# Cannot get the value for c?

1. May 4, 2006

### Natasha1

Cannot get the value for c??

The EMF (Effective Motive Force) for a car is the engine driving force minus friction and air resistance.

a)A car of mass 1000Kg travels from rest with constant acceleration to 25 m/s in 30 seconds. Use the impulse-momentum relationship to find the EMF?

b)Now suppose that instead the EMF is made by the driver to increase uniformly during the 30 seconds (by gradually increasing foot pressure on the accelerator). Use the impulse-momentum relationship to find the final speed reached?

c)Compare a) and b)?

Here is the working

The impulse-momentum theorem is:

$$\overline{\sum F} \Delta t = \Delta p$$

where $$\overline{\sum F}$$ is the average net force applied to the object.

a) The acceleration is constant, so the net force applied is constant. I will call the net force F.

$$F \Delta t = \Delta p = m \Delta v$$

$$F = m \frac{ \Delta v}{ \Delta t} = 1000 \frac{25}{30} \, N$$

Thus F = 833 N.

b) The acceleration is now a linear function of time over the first 30 seconds of motion.

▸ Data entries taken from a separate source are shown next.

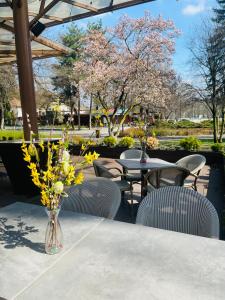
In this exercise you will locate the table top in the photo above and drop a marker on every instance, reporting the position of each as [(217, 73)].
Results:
[(151, 163), (104, 259)]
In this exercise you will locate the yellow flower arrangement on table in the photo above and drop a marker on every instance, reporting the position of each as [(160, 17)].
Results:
[(58, 172)]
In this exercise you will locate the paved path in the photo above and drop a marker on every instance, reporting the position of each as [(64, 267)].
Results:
[(210, 184)]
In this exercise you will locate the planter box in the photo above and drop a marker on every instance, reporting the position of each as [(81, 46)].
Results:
[(175, 155), (169, 155), (17, 170), (104, 151)]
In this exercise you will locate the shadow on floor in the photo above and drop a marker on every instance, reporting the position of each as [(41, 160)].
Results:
[(216, 193)]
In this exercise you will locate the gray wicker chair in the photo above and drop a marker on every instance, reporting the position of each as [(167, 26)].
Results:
[(165, 176), (133, 176), (99, 197), (194, 163), (122, 183), (179, 209)]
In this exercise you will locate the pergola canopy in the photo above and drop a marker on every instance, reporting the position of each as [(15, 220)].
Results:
[(21, 23), (50, 13)]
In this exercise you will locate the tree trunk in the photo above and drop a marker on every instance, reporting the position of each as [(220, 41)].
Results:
[(222, 128), (71, 113), (215, 136), (78, 111), (2, 117), (90, 112)]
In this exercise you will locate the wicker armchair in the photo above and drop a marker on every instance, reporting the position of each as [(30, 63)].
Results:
[(165, 176), (133, 176), (194, 163), (99, 197), (124, 186), (179, 209)]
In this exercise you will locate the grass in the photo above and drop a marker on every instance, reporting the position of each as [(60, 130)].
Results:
[(18, 134)]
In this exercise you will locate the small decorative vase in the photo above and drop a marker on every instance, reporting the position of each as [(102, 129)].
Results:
[(53, 234), (143, 156)]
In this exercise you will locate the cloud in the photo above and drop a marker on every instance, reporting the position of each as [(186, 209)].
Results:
[(193, 9)]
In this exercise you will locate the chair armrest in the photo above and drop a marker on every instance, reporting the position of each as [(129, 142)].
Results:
[(194, 175), (115, 168), (121, 174)]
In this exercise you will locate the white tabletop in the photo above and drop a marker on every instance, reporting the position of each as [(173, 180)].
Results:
[(151, 163), (105, 259)]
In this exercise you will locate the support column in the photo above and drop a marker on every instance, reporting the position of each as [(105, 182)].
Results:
[(25, 69)]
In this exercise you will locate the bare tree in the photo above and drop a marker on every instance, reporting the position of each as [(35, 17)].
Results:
[(7, 88), (208, 58)]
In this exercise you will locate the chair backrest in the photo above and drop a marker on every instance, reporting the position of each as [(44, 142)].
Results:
[(101, 171), (166, 176), (194, 163), (179, 209), (99, 197), (132, 153)]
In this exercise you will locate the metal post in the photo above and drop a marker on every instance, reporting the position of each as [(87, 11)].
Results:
[(24, 64)]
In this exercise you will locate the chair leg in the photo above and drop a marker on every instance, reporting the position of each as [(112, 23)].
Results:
[(132, 201), (122, 196), (195, 184)]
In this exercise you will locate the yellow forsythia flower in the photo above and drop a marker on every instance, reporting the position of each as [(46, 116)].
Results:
[(90, 157), (79, 178), (41, 144)]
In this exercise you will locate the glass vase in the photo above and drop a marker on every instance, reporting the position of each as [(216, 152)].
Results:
[(53, 234), (143, 154)]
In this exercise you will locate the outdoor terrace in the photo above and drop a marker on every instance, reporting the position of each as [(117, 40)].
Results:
[(210, 184)]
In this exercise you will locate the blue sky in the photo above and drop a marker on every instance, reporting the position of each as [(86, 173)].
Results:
[(186, 14)]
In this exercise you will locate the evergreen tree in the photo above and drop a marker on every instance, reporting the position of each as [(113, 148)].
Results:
[(220, 13), (65, 81)]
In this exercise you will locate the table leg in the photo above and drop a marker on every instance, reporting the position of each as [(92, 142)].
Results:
[(143, 185)]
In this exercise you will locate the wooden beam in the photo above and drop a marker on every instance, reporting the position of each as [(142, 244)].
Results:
[(100, 11), (52, 44), (34, 52), (81, 5), (6, 43), (44, 11), (4, 5), (42, 6), (9, 3), (39, 39), (33, 14)]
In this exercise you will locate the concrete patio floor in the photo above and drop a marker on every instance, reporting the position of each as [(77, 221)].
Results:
[(210, 184)]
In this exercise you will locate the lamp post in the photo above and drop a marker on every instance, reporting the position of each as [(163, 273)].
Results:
[(24, 65)]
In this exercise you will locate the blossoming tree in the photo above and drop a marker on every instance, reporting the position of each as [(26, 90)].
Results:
[(128, 66)]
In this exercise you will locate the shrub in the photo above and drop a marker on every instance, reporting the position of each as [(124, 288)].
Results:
[(218, 147), (165, 124), (77, 140), (187, 124), (190, 143), (133, 132), (206, 124), (109, 141), (152, 142), (126, 141)]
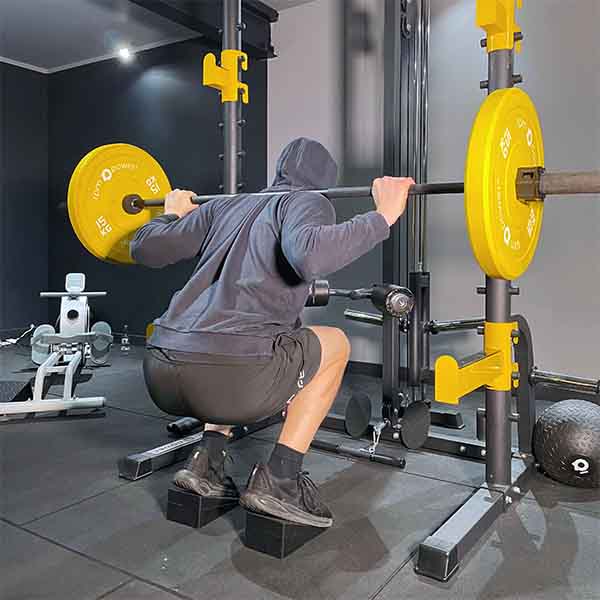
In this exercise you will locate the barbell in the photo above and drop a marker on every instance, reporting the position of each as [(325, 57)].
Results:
[(117, 188)]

Thus the net force is also a linear function of time. Using the Calculus version of the impulse-momentum theorem:
$$\int_{t_0}^t F \,dt = \int_{v_0}^v m \, dv$$

The problem I am having here is that the acceleration is a linear function of time, and we don't have the constant: $$a(t) = ct$$ , giving $$F(t)=ma(t)=mct$$

Is there anywhere I have gone wrong?

In terms of c:

$$\int_0^{30}mct \, dt = \int_0^v m \, dv$$

$$\frac{1}{2}mct^2|_0^{30} = mv|_0^v$$

$$450mc=mv$$

$$v = 450c \, \, m/s$$

Last edited: May 4, 2006
2. May 4, 2006

### Natasha1

Damn! I cannot make that [math] writing work :-(

3. May 4, 2006

### neutrino

type "tex" in place of "math".

4. May 4, 2006

### Hootenanny

Staff Emeritus
Replace your math tags with [ tex ] tags, without the spaces. I'm just reading your question now.

~H

5. May 4, 2006

### Jameson

On mathhelpforum.com you use the [math] tag, but here use the [ tex ] tags. :)

6. May 8, 2006

### Natasha1

forgot a vital part of the question

b)Now suppose that instead the EMF is made by the driver to increase uniformly during the 30 seconds (by gradually increasing foot pressure on the accelerator), from 0 to a maximum which is twice the constant value in (a)). Use the impulse-momentum relationship to find the final speed reached?

Last edited: May 8, 2006
7. May 8, 2006

### Hootenanny

Staff Emeritus
You should now be able 2 determine your constant. When t = 30, F = 2 x 833.

~H

8. May 8, 2006

### Natasha1

$$450m*0.0555333333=mv$$

v = 250 ms-1 is this correct?

Last edited: May 8, 2006
9. May 8, 2006

### Hootenanny

Staff Emeritus
Wait a minute!! There is no need for calculus here! What is the impluse - momentum relationship?

~H

10. May 8, 2006

### Natasha1

For par c)Compare a) and b)?

I answered that by gradually increasing foot pressure on the accelerator, the driver has increased by 10 folds the speed of the car. Is there anything else I should add?

11. May 8, 2006

### Hootenanny

Staff Emeritus
I think you've made an error here. Sorry about my previous post, I was look at another topic.

~H

12. May 8, 2006

### Natasha1

I can't see any error, the m cancel out and v is = to what it's = to no?

13. May 8, 2006

### Hootenanny

Staff Emeritus
450 x 0.05553333333 $\approx$ 25

~H

14. May 8, 2006

### Natasha1

I did say that my calculator was playing up

15. May 8, 2006

### Natasha1

For par question c) Compare a) and b)?

I answered that by gradually increasing foot pressure on the accelerator, the driver does not change the speed of the car (over the first 30sec). Is there anything else I should add?

16. May 8, 2006

### Hootenanny

Staff Emeritus
I would imagine that would be fine, unless they ask you to explain the fact you answer is good

~H

17. May 8, 2006

Thanks :-)